Genome-wide CRISPER screen in Dendritic cells to identify new regulatory genes that control immune suppression

Dendritic cells (DCs) play major role in host defense, presenting antigen to T cells and controlling T cells activation. One of the critical signals that enables T cell activation are mediated by B7 receptors, which contain two important co-stimulating receptors, B7-1(CD80) and B7-2(CD86) expressed by DCs. Interleukin 10 (IL-10), an anti-inflammatory cytokine, suppresses DCs function and reduces expression level of CD86 on cell surface. To find genes that mediate IL-10 suppressive effect in DCs, we performed a genome-wide pooled CRISPR-Cas9 screen in bone marrow differentiated dendritic cells. We aimed to identify genes that regulate expression of CD86 by co-treating IL10 and bacterial lipopolysaccharide (LPS). The 5% low/high CD86 expressed cells have been sorted and deep sequenced.
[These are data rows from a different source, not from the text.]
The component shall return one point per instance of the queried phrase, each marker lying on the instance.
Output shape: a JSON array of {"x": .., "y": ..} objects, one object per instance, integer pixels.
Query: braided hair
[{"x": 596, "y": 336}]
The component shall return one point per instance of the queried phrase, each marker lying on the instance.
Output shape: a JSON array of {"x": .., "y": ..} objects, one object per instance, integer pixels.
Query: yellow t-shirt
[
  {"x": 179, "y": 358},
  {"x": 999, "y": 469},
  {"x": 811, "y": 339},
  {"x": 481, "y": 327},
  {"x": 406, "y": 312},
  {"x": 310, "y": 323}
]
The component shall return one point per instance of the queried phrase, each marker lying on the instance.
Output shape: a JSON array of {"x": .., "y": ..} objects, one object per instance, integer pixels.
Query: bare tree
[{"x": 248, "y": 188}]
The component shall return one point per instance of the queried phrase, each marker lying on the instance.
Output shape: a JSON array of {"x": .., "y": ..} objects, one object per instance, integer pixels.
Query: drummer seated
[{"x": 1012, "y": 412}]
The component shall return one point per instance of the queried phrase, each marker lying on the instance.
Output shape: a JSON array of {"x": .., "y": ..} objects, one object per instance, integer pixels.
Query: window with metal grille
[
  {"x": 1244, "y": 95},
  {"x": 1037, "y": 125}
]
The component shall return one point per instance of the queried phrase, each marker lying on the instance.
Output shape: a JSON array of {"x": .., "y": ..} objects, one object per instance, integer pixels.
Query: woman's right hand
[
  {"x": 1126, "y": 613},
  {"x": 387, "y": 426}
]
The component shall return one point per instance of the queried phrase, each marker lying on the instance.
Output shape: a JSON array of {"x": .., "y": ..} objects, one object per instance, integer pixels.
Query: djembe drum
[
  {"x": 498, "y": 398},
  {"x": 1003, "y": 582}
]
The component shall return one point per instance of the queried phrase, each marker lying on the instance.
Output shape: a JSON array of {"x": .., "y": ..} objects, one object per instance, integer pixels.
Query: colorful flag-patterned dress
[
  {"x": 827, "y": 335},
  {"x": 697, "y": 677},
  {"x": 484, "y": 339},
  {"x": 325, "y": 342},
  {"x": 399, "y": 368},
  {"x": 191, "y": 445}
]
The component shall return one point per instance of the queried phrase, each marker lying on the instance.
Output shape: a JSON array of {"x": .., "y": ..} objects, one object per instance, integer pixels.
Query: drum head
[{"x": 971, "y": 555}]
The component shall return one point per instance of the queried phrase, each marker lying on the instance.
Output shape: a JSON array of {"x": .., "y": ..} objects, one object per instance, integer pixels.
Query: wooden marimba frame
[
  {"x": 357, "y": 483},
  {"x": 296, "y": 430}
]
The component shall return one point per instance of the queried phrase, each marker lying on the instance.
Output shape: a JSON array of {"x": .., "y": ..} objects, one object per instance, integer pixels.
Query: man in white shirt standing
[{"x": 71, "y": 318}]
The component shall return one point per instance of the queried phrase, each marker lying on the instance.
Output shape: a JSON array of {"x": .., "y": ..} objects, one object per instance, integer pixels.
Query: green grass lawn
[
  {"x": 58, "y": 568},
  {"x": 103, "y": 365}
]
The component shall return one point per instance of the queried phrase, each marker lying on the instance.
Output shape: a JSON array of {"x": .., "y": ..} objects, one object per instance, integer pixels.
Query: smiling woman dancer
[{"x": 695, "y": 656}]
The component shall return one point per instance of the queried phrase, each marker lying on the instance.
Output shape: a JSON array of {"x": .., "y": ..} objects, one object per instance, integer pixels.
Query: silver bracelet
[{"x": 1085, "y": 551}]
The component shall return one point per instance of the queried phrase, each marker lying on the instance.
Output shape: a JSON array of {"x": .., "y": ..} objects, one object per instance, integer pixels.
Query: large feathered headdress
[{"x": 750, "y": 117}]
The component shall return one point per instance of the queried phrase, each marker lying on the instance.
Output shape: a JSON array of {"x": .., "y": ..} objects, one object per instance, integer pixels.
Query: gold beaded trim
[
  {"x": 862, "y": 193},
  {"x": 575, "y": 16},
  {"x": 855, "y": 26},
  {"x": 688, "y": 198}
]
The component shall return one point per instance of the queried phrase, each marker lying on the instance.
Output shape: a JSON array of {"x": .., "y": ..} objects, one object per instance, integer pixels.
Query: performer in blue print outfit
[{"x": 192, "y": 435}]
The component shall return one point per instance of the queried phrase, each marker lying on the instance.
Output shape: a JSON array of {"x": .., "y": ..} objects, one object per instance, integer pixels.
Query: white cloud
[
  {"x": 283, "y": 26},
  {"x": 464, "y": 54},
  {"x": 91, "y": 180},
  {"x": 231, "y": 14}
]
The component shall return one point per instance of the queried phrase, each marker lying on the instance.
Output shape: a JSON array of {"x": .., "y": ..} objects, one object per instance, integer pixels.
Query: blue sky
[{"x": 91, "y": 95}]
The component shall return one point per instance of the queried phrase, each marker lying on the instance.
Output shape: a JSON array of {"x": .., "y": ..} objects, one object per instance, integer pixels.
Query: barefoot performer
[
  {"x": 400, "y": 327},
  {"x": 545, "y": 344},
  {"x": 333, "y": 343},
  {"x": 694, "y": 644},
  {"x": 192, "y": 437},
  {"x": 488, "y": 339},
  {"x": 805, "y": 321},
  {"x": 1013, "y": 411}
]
A set of genes were found as potential negative regulator of CD86. To validate the screen results, we currently target individual genes. We validated two ubiquitin enzymes Usp18 and Uba3 that increase the expression of CD86, suggesting that these genes were negative regulator of CD86. Uba3 is activating enzyme 1 of NEDD8, a ubiquitin-like protein, which regulates cell division, signaling and embryogenesis. Usp18, a deubiquitinating protease enzymes, is de-conjugating protease of ISG15 and has been reported to function in innate immune system. Our result suggests Uba3 and Usp18 play important role in regulating the level of CD86 in DCs and we are investigating the molecular mechanism.